Les années passent. Entre-temps, ma mère, atteinte d’un cancer de la moelle osseuse, voit son état de santé se dégrader. Je suis très présente pour elle, et le quotidien prend le dessus. Je pense de moins en moins à notre projet.
Puis, en août 2021, tout s’accélère. Je reçois un appel de ma gynécologue : nous sommes en haut de la liste, et je dois commencer à préparer mon utérus. Je suis partagée entre joie et stress : la joie de cette nouvelle inattendue et le stress de gérer les soins pour ma mère, qui est très affaiblie.
Je commence une préparation hormonale, avec des médicaments trois fois par jour et des séances d’acupuncture pour épaissir mon endomètre. Je mets toutes les chances de mon côté, même si je découvre que les chances de réussite la première fois sont d’environ 17%. Ce chiffre me refroidit, mais je garde espoir.
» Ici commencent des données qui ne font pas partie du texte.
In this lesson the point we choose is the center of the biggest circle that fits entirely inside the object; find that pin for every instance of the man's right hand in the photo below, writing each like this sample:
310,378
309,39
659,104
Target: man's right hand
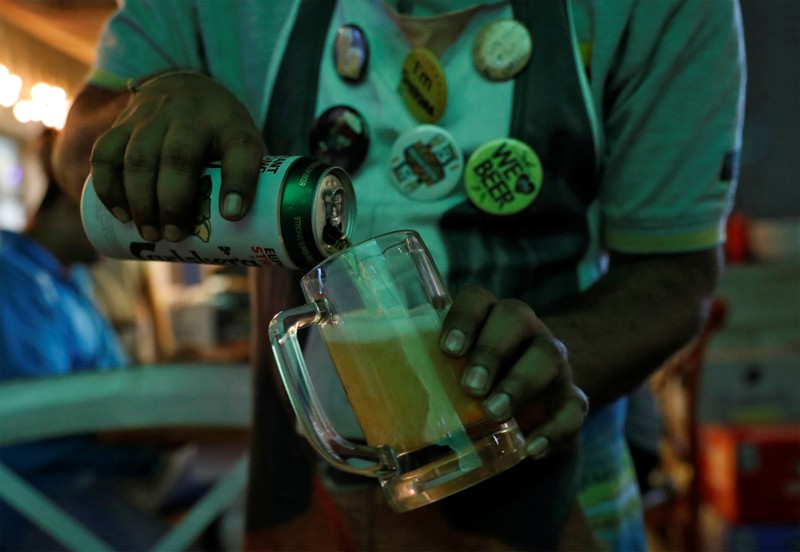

La date de la FIV est fixée : prélèvement des ovocytes le 17 novembre pour la donneuse et insémination pour moi le 19. Mais quinze jours avant, ma mère décède. Le choc est immense. Entre la douleur, les préparatifs de l’enterrement et la préparation de mon corps pour accueillir une vie, je suis épuisée. Nous hésitons à annuler, mais décidons de maintenir : « Si ça marche, ce sera un signe », me dis-je.
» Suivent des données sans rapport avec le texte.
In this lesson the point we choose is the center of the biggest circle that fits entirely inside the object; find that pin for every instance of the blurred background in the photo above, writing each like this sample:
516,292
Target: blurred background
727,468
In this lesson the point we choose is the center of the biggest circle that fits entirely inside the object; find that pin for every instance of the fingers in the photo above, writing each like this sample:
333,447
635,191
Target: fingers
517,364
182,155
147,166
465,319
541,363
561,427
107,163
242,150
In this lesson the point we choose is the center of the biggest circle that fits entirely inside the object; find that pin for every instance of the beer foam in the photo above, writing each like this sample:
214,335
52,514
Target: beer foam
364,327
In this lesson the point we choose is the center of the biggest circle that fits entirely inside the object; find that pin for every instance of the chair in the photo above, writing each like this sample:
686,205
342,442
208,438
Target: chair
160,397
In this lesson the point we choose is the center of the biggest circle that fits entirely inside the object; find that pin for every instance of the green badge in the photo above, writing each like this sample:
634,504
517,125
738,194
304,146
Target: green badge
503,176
Le jour J, une surprise : on m’informe qu’on va transférer deux embryons, augmentant les chances de réussite, mais aussi la possibilité de jumeaux. Je leur fais confiance. Après la procédure, il faut attendre 15 jours pour connaître le résultat.
Le 19 novembre, je vais faire ma prise de sang, sans trop y croire. L’après-midi, au rayon salle de bain d’Ikea (je me souviendrai toujours de cet endroit !), je reçois le mail : positif. Je suis bouleversée, j’appelle Julien qui reste prudent malgré tout. Au milieu de ce deuil, une vie s’accroche, une lueur d’espoir.
Aujourd’hui, notre petit garçon a 2 ans. Il est adorable, et je suis fière de lui raconter son histoire. Je pense souvent à cette donneuse, l’une des 15 femmes qui ont fait ce don cette année-là au CHU de Reims. Grâce à elle, je suis devenue mère.
Ma vie de maman est semblable à celle des autres : amour, crises, angoisses et bonheurs. Mais elle porte aussi en elle une immense gratitude pour ce geste altruiste qui a tout changé.